Si tratta allora di combattere le aggressioni emotive e psicologiche che violano i diritti di ogni bambino e di ogni adolescente, e non solo di quelli che (come poi saperlo in anticipo!) diventeranno omosessuali, bisessuali o trans, perché il repertorio che ingabbia maschile e femminile in aree blindate, sanzionando sconfinamenti e ibridazioni, esperimenti e uso libero del corpo, dovrebbe essere una preoccupazione comune.
Una preoccupazione che molti, nel dibattito in corso, invece non vedono o fingono di non vedere, perché affiliati a strutture – reali o simboliche – che collocano nella conservazione di questo sistema la garanzia della loro stessa sopravvivenza.
La chiamano “ideologia gender” per far passare l’idea che ci sia qualcuno che vuole traviare qualcun altro, ma noi ex bambini che hanno imparato presto a soffocare i propri desideri, riconosciamo il vuoto delle loro parole e la furia irrazionale dei loro slogan.

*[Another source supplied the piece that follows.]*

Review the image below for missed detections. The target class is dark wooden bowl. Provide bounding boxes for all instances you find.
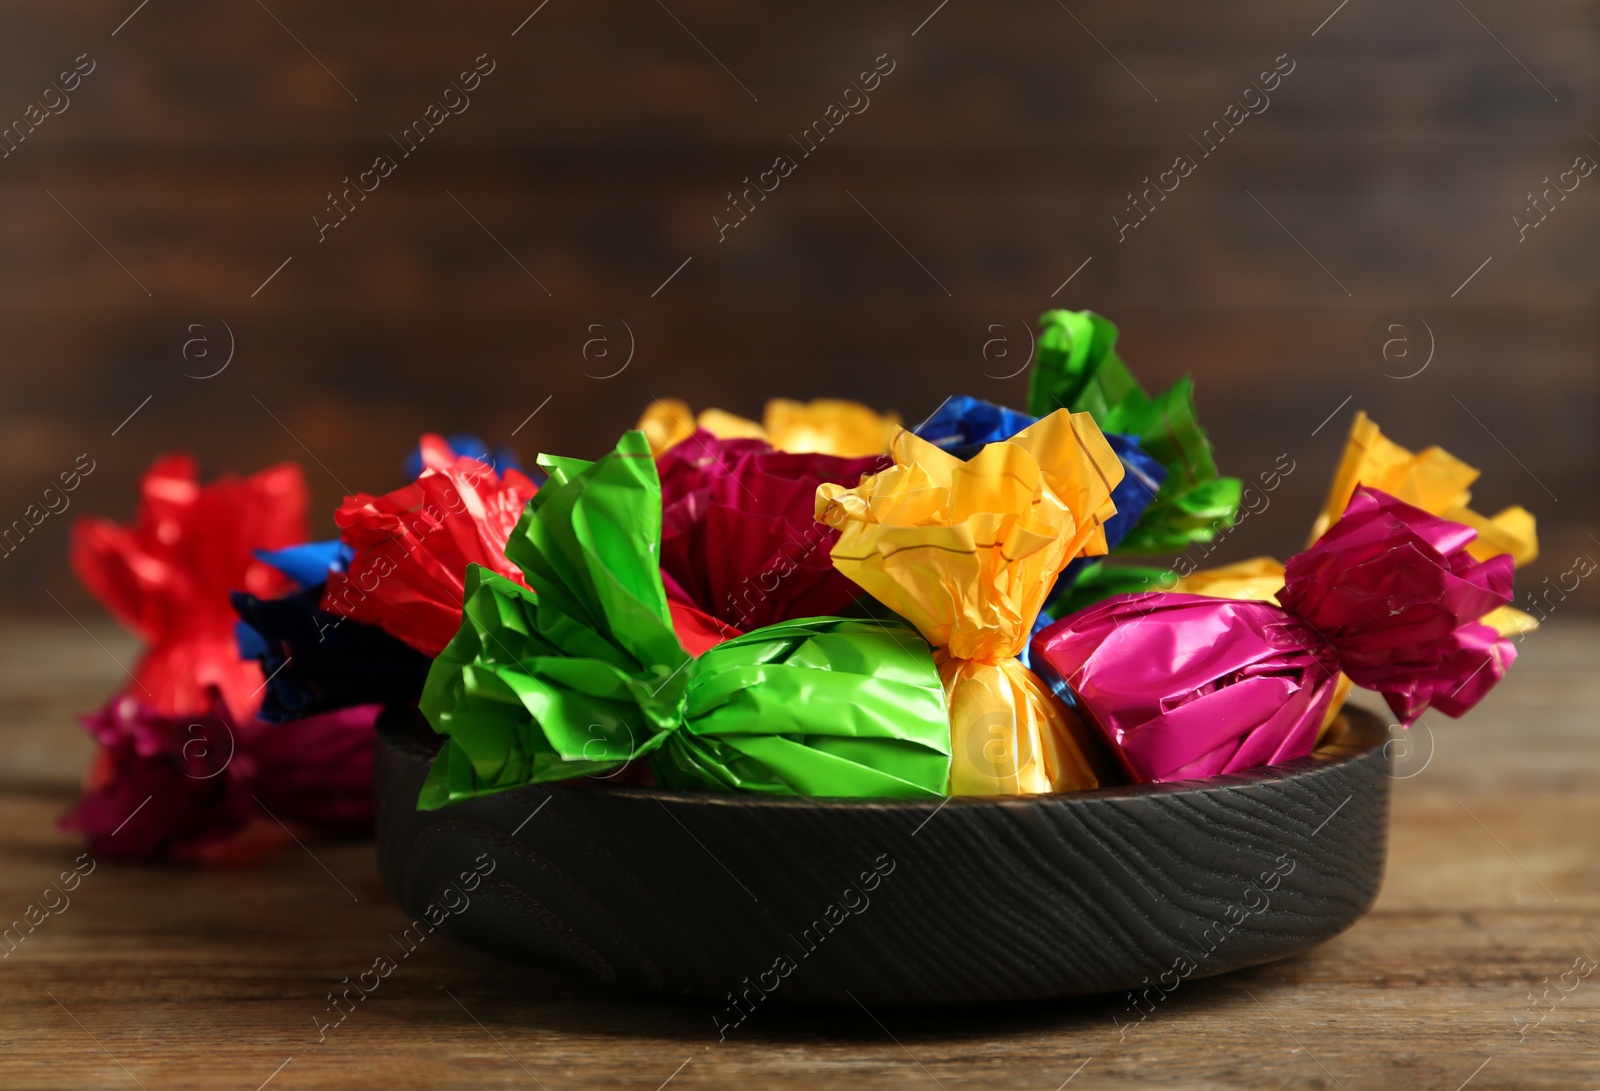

Ciò che chiamano “natura” è solo abitudine culturale, un’abitudine tra molte, che oggi può essere trasformata, variata, resa plurale, affinché ci si trovi finalmente tutti, e sin dalla nascita, in uno spazio più accogliente di quello attuale, in cui ogni personalità sia legittima e degna di riconoscimento e supporto. «Lasciate stare i bambini», li si sente urlare, mentre difendono un bambino tutto teorico, già amputato delle mille possibilità che gli intolleranti continuano a voler proibire, nel forsennato tentativo di proteggere solo sé stessi.